Herts rejects Yavneh College plan

By Jay Grenby, May 18, 2012

Disappointed Yavneh College trustees are having to rethink their options for establishing a primary section after the local authority turned down a second application for a £4 million grant.

Explaining its reasons for the rejection, Hertfordshire County Council’s education and skills Cabinet said that with rising demand for primary school places throughout the county, the needs of the wider community had to be prioritised.

The Yavneh governors were advised to go down the free school route, where the funding would be from central government rather than the county council.

However, in making Yavneh’s case to the cabinet panel, vice-chair Daniel Album explained that the free school option had been explored at length. The conclusion had been that “a free school would, regrettably, be unlikely
to satisfy the large demand we are trying to meet.

"Nor would it be able to emulate the ethos that makes the secondary school so successful.”

Whatever decision the school leadership takes, the latest setback makes 2014 the earliest a primary section can

“Even though the outcome of the meeting was expected, we are bitterly disappointed,” said governors’ chair Sue Nyman. the college and its supporters had done everything possible to satisfy the council.

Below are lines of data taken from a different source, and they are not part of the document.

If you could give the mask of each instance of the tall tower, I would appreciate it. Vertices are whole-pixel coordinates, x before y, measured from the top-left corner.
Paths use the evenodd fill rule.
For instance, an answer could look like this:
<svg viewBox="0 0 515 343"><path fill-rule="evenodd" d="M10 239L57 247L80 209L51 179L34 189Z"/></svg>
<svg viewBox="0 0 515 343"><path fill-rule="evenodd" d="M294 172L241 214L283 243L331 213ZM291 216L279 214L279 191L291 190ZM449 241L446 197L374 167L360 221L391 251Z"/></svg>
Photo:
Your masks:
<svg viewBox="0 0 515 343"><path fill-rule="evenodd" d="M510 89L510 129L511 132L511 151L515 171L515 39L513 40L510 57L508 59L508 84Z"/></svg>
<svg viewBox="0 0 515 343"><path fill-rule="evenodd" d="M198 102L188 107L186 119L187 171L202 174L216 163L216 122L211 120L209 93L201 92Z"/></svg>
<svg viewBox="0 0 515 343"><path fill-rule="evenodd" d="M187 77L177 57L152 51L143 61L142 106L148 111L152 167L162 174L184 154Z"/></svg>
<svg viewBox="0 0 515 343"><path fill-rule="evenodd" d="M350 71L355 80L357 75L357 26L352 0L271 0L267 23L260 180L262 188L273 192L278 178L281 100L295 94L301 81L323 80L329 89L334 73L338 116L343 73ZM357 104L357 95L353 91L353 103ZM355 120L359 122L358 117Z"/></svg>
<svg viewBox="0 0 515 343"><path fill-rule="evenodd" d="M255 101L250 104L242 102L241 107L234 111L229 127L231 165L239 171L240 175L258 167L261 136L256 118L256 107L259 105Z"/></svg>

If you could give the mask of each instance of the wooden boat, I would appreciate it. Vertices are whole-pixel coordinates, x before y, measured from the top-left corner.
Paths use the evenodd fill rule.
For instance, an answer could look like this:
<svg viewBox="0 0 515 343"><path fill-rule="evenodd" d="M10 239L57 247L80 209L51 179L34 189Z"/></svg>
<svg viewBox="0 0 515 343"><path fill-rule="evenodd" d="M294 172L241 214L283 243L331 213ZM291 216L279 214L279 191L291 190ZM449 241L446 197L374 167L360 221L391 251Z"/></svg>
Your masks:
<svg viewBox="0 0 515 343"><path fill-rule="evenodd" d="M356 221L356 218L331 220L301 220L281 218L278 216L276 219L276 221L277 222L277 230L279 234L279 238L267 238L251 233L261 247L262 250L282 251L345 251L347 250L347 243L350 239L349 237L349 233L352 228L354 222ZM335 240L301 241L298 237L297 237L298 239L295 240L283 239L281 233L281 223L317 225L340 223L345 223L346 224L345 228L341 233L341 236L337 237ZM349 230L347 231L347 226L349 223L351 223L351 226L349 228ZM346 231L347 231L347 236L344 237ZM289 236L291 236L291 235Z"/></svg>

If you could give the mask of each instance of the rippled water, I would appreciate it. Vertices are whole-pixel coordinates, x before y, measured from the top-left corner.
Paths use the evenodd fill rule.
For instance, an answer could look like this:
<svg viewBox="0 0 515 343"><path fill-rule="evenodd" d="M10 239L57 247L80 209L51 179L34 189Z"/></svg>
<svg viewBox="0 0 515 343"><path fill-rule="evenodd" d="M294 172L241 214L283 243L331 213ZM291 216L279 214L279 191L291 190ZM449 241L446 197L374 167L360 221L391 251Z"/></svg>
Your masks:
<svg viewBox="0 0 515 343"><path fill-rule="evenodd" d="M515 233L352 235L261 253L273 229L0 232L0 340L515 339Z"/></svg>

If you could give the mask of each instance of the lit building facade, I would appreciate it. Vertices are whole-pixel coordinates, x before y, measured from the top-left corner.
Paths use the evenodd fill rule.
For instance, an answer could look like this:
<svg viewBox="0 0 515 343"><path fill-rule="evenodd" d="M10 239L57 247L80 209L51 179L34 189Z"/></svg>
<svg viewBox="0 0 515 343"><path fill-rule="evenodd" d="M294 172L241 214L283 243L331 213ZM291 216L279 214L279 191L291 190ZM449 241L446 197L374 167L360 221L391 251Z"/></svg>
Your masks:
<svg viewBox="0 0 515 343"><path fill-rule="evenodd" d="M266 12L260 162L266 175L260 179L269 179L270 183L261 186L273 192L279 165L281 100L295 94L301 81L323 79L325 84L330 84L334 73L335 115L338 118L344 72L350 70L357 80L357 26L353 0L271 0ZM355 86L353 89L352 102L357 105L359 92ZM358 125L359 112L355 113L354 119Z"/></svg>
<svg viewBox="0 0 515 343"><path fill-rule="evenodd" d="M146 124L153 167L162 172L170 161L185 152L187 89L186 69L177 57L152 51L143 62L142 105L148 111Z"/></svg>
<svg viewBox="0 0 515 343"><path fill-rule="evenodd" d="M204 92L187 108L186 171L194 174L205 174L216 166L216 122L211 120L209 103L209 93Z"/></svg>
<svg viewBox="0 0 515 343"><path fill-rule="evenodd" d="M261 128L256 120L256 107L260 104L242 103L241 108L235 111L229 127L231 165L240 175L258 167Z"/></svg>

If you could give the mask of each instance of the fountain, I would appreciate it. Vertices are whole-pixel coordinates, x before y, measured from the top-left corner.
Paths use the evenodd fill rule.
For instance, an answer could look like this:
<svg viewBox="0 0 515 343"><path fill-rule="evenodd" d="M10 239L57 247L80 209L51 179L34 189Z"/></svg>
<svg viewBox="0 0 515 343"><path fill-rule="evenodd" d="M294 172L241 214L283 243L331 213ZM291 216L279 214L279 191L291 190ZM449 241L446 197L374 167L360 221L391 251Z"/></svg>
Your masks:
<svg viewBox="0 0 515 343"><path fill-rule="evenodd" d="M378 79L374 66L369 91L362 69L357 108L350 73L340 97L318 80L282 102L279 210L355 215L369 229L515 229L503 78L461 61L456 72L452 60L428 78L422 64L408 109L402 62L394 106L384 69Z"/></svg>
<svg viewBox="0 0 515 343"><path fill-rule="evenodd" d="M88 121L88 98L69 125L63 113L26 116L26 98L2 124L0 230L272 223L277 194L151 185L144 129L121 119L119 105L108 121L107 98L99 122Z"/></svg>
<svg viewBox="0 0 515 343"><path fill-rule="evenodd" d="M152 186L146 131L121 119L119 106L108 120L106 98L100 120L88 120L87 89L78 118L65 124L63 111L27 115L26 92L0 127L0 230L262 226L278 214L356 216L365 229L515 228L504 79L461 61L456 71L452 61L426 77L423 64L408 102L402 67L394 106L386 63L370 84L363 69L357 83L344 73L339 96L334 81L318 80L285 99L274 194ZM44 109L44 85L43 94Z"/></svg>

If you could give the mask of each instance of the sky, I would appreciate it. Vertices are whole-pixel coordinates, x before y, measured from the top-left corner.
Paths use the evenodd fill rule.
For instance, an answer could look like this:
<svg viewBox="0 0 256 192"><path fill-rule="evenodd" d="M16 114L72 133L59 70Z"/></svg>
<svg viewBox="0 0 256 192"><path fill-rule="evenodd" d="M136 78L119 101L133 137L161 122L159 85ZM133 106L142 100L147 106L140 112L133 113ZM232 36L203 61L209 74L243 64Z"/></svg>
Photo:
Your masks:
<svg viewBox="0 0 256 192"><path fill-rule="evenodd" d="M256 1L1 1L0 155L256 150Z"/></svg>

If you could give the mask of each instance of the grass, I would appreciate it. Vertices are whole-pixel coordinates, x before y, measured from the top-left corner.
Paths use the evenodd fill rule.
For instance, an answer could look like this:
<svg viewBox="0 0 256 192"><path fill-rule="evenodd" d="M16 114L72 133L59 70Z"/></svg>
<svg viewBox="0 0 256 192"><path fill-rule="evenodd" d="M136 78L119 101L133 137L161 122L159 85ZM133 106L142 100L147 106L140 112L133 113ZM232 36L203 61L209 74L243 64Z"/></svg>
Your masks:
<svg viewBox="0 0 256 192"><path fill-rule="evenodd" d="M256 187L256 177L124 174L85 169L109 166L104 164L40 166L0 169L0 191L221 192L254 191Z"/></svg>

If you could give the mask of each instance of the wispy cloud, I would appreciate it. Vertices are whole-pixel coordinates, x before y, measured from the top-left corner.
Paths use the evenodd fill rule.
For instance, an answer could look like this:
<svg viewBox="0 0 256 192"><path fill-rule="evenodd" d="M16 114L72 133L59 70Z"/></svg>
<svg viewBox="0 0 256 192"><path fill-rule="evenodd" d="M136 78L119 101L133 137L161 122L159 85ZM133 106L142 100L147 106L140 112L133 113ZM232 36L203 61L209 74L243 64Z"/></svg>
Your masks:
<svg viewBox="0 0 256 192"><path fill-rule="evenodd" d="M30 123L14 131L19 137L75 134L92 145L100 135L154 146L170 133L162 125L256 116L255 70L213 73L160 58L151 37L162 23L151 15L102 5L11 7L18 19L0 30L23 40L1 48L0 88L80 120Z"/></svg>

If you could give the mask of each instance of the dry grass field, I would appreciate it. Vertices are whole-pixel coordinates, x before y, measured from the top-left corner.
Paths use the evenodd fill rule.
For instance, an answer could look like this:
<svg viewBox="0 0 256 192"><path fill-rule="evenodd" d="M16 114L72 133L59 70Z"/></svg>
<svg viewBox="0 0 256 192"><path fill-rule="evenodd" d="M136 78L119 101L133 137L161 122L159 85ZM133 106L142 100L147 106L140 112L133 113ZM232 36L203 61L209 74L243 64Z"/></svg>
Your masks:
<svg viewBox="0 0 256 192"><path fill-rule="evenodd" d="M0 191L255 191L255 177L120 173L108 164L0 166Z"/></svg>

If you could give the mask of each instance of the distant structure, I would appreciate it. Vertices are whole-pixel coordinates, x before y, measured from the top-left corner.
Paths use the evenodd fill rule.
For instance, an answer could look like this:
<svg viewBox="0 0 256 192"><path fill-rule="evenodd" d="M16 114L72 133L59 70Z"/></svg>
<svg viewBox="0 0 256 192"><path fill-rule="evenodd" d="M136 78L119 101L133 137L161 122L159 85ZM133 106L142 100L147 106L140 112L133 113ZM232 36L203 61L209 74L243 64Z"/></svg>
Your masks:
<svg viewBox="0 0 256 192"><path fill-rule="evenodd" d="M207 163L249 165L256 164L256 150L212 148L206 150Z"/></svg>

She claimed “Hertfordshire’s decision totally ignores the many desperate Jewish parents who are unable to
find Jewish primary places locally for their children. The authority did not really appreciate the importance that parents attach to a Jewish education.”

As part of an intensive lobbying campaign, Yavneh handed in a petition with more than 1,000 signatories backing the application.

At the nearby Borehamwood and Elstree Synagogue, chairman Mike Cohen highlighted the shortage of Jewish primary places in the locality.

“I understand that last year over 80 Jewish parents reluctantly had to send their children out of the area to find reception places,” he said. “With the removal of transport subsidies, many parents will be unable to continue sending their children to Jewish schools out of the borough as the cost will be too prohibitive. this simply cannot be right.”

One local parent affected by Hertfordshire’s decision is Aaron Kaye, whose four-year-old son Zach will be
starting school in September. He and his wife Debbie want Zach to attend a Jewish school “but it will probably
have to be one outside the area. We desperately need a Jewish primary school
here in Borehamwood,” he said.

“Everything is in place. They have the site, they have planning permission. it’s obvious that if we want a Jewish primary school in Borehamwood, the Yavneh proposals will be the quickest way to achieve our aim.”